"Rote Rosen"-Star protestiert gegen Coca-Cola in Lüneburg

Lüneburg - Aus Protest gegen den Plan der Firma Coca-Cola, einen dritten Trinkwasserbrunnen in der Region zu bohren, wollen Bürger am Montag eine Petition an Lüneburgs Oberbürgermeister Ulrich Mädge übergeben.

Coca-Cola unterhält bereits zwei Brunnen in der Region.
Coca-Cola unterhält bereits zwei Brunnen in der Region.  © Karl-Josef Hildenbrand/dpa

Coca-Cola unterhalte in der Hansestadt bereits zwei Brunnen für das Abfüllen von Mineralwasser und verkaufe das geförderte Wasser unter dem Namen "Vio".

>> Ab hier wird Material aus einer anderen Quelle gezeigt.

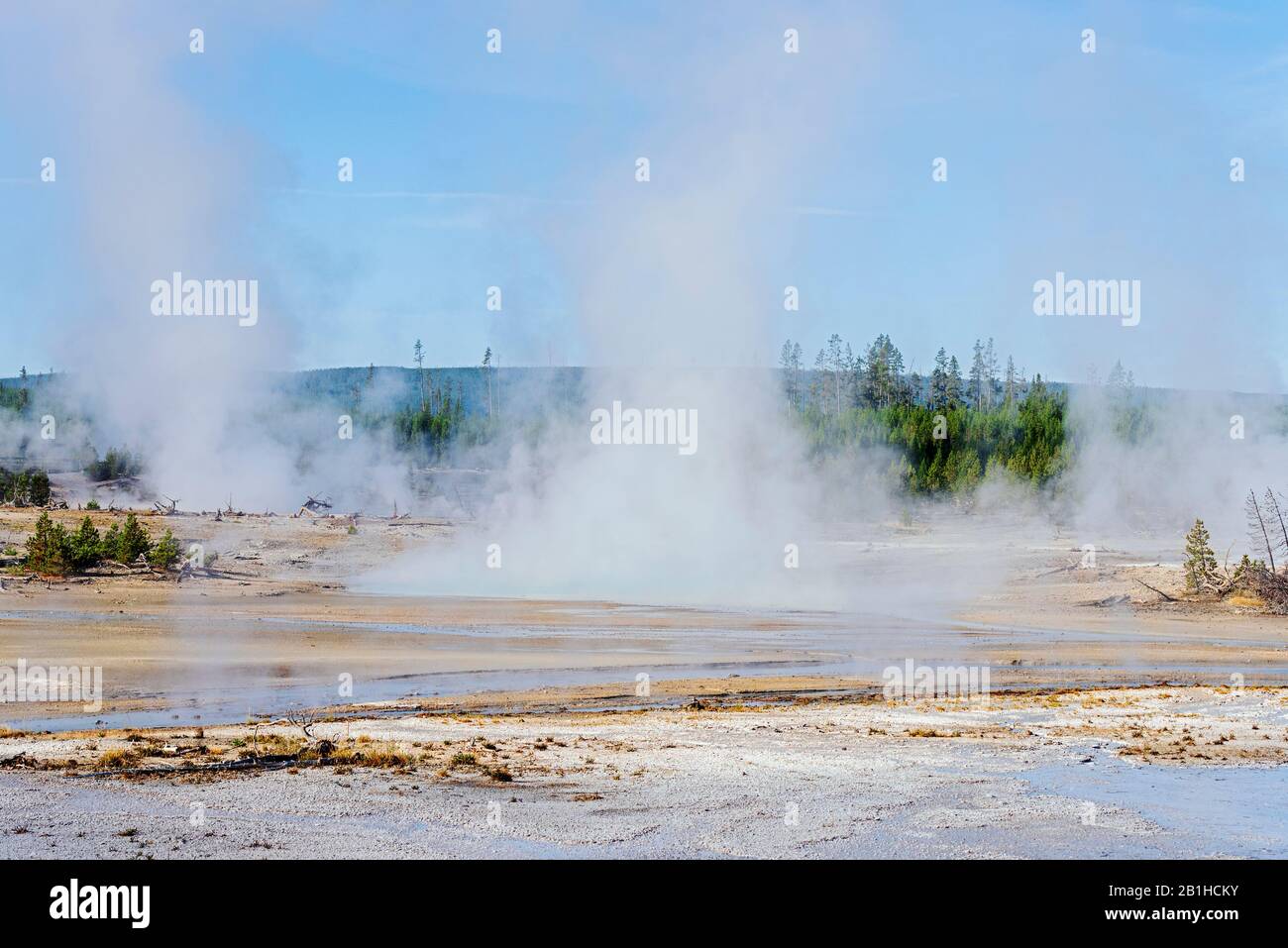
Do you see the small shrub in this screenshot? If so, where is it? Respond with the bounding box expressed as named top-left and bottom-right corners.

Der Konzern habe den Betrieb eines dritten Brunnens beantragt, um die Fördermenge von 350 Millionen auf 700 Millionen Liter pro Jahr zu verdoppeln. 

Um das Reservoir zu schützen, wurde die Petition "Unser Trinkwasser gehört uns - nicht Coca-Cola" auf Change.org gestartet. Mehr als 90.000 Menschen unterstützen die Forderung bereits. 

Gemeinsam mit der Schauspielerin Anja Franke (bekannt aus "Rote Rosen") übergibt die Initiatorin Karina Timmann die Unterschriften. 

Im Rahmen der Übergabe findet vor dem Rathaus eine Kundgebung statt.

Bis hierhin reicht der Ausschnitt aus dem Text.